I think it is useful to remember that writing a personal statement for Medicine as a graduate-entry student shows many similarities to writing a personal statement for Medicine as an undergraduate student. Highlighting personal motivations behind your desire to study Medicine, indicating the relevant scientific, or other, content that stimulates your interest in a medical career, reflecting on what you have learned from your work experience and discussing your skills using examples and extra-curricular activities, for example, all remain useful to show that you are an educated, suitable and well-rounded student to study Medicine (do check out our blog post ‘How Do You Write a Personal Statement For Medicine?’!).
Graduate students applying to Medicine will, by definition, be completing (or already have completed) an undergraduate degree during their application process. Studying a degree is a significant life event and often one during which skills are developed and knowledge is acquired, both of which will often be relevant to a career in Medicine. The universities receiving your personal statement may be hoping to see how you have developed over the past three or four years of your degree, and how this development shows further your commitment and suitability to study Medicine.
The undergraduate degree may also be the most recent, or at least relatively recent, life event in terms of education for many graduate applicants. Like how undergraduate students discuss aspects of their most recent and important life event in terms of education ie. higher school education (such as A-Levels in England and Scottish Highers in Scotland etc.), graduate-entry students will discuss aspects of their undergraduate degree (their most recent education). Furthermore, for a portion of graduate students, the undergraduate degree is the time during which students may become certain that a career in Medicine is the route that they would like to pursue (like it was for myself).
So, it makes sense and will be appropriate to discuss selected and important aspects of your undergraduate degree in your personal statement when applying to Medicine as a graduate applicant.
The type of undergraduate degree will help to determine what you will write about. For example – Which degree did you study? Was it a science or a non-science degree? Which modules did you take? Did you have a placement year? Did you study an integrated masters? And so on. Regardless of the degree or type of degree you studied, there will likely be aspects that you would like to discuss which have contributed to your choice and suitability to study Medicine.
Graduate students will have a huge range of modules, experiences and skills from their undergraduate degree that they may want to write about. After brainstorming the options you could write about, it is likely that you will be overwhelmed with how many there actually are! Therefore, I would say it is advisable to focus on the most important examples you can provide which highlight yourself as an individual and your dedication and suitability to study Medicine, rather than listing every single example and not reflecting on them properly. Make sure you choose your examples carefully – ask yourself which genuinely helped to stimulate your interest in and educate your desire to study and practice Medicine and reflect on why this was.
It helped me to focus on highlighting WHAT about and HOW specifically aspects of the undergraduate degree I chose to discuss are important to show reasons for my choice and dedication to study Medicine.

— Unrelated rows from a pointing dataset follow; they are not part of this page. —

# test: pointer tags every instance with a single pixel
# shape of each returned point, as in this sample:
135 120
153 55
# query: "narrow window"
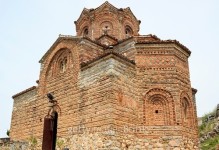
128 31
63 65
85 33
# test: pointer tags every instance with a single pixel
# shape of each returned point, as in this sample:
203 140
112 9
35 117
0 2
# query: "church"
111 88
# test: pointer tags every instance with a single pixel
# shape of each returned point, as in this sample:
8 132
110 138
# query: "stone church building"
115 89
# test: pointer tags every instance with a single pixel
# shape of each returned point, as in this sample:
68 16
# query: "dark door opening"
50 132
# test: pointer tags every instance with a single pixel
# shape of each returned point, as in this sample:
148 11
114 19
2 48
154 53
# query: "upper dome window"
128 31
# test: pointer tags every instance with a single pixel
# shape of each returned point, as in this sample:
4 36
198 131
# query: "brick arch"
186 107
62 56
48 63
158 108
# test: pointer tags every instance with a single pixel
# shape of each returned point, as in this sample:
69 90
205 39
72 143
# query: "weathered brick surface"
113 91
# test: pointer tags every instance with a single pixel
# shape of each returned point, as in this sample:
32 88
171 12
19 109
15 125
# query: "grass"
210 144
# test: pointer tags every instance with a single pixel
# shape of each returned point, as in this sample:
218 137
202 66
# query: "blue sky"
29 28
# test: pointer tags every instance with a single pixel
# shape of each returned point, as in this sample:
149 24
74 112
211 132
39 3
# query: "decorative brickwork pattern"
116 89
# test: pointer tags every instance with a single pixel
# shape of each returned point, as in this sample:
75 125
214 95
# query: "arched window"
85 31
128 31
158 112
185 109
63 64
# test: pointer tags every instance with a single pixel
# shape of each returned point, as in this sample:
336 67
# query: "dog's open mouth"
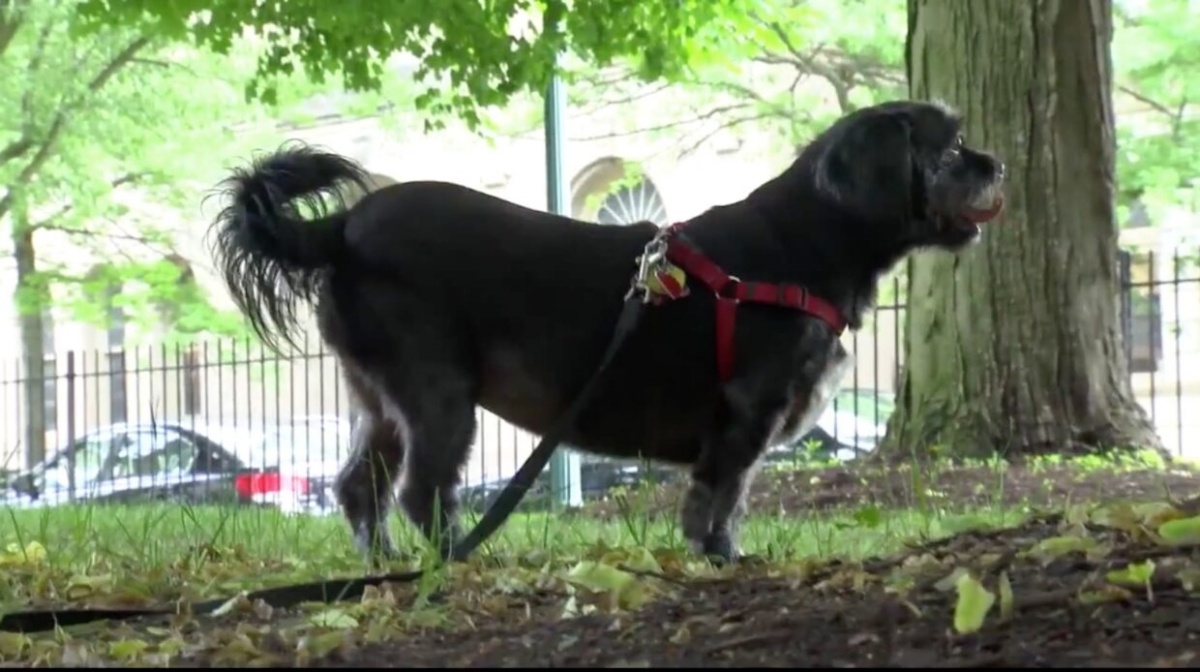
984 208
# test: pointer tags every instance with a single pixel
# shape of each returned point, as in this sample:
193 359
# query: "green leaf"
1134 575
972 605
1182 532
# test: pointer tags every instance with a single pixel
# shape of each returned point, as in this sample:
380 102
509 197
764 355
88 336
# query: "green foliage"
467 54
1156 53
108 144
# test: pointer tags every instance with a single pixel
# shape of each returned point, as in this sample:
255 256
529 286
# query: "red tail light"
267 483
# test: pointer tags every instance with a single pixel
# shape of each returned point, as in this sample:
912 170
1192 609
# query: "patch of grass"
107 555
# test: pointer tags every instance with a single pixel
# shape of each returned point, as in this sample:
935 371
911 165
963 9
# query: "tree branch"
732 124
10 23
47 223
16 149
60 118
709 114
1147 101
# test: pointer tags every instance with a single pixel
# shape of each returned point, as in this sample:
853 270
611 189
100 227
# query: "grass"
157 553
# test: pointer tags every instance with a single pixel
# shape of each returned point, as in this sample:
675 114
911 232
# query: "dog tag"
667 281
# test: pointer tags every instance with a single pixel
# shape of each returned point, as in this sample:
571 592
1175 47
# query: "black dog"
437 298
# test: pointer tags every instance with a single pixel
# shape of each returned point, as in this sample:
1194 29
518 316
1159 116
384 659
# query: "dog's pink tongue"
981 216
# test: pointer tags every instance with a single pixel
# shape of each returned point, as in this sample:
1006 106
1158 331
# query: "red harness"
730 292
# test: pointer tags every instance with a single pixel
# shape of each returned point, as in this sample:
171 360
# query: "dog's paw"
376 549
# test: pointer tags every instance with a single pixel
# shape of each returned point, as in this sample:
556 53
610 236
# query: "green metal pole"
564 466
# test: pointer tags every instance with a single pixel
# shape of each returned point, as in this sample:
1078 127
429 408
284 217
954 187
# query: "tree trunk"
30 303
1013 346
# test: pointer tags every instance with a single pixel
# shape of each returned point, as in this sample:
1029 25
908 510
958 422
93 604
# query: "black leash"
339 589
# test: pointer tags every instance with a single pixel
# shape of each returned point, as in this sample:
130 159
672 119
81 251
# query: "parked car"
851 427
179 462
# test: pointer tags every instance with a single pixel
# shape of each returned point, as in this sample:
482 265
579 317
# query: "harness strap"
731 292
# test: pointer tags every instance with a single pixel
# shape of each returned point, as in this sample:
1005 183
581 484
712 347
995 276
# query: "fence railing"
229 421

Try to use these examples, alongside discussion about other personal statement content, such as work experience, to demonstrate you understand what a career in Medicine entails and the skills required.
You could write about, for example, relevant studying content of the undergraduate degree, wider reading from lectures, your final year project, skills and attributes that you have developed over the past three or four years that may be transferred to studying and practising Medicine (such as organisation, time management, managing stress, remaining calm under pressure [university exam revision relevance] OR teamwork [coursework group project relevance] and so on),work experience and/or placements that you have undergone as part of your degree, extra-curricular activities you have participated in during this time… really, anything that you feel has helped to strengthen your capabilities to pursue a career in Medicine.
Just a note to say remember to make the personal statement personal to YOU. No one has undergone the same combination of experiences and has the same range and extent of abilities as you do. The experiences you had during your undergraduate degree have likely contributed significantly to your decision and capabilities to study Medicine and have shaped you into the candidate you are right now.
I discussed my motivations to study Medicine alongside aspects of my undergraduate degree that encouraged and expanded these motivations. For example, I studied Biomedical Sciences and specialised in Reproductive Biology, which had a considerable clinical component that I thoroughly enjoyed. I tied this into discussing related work experience, at a fertility clinic, and how this experience helped to further stimulate my interest in Medicine. I also discussed undergraduate degree content, for example, from the pharmacology modules I had studied. I expressed how I found this content incredibly interesting and saw application of this information I had learned during work experience at a GP surgery.
Overall, I would suggest focusing on selected examples and events that have genuinely impacted YOUR decision and commitment to study Medicine. It is always useful to do your research, seek advice from a range of individuals and reliable resources and ask people around you to read through your personal statement and provide any feedback they may have. Take your time with it, believe in yourself and best of luck!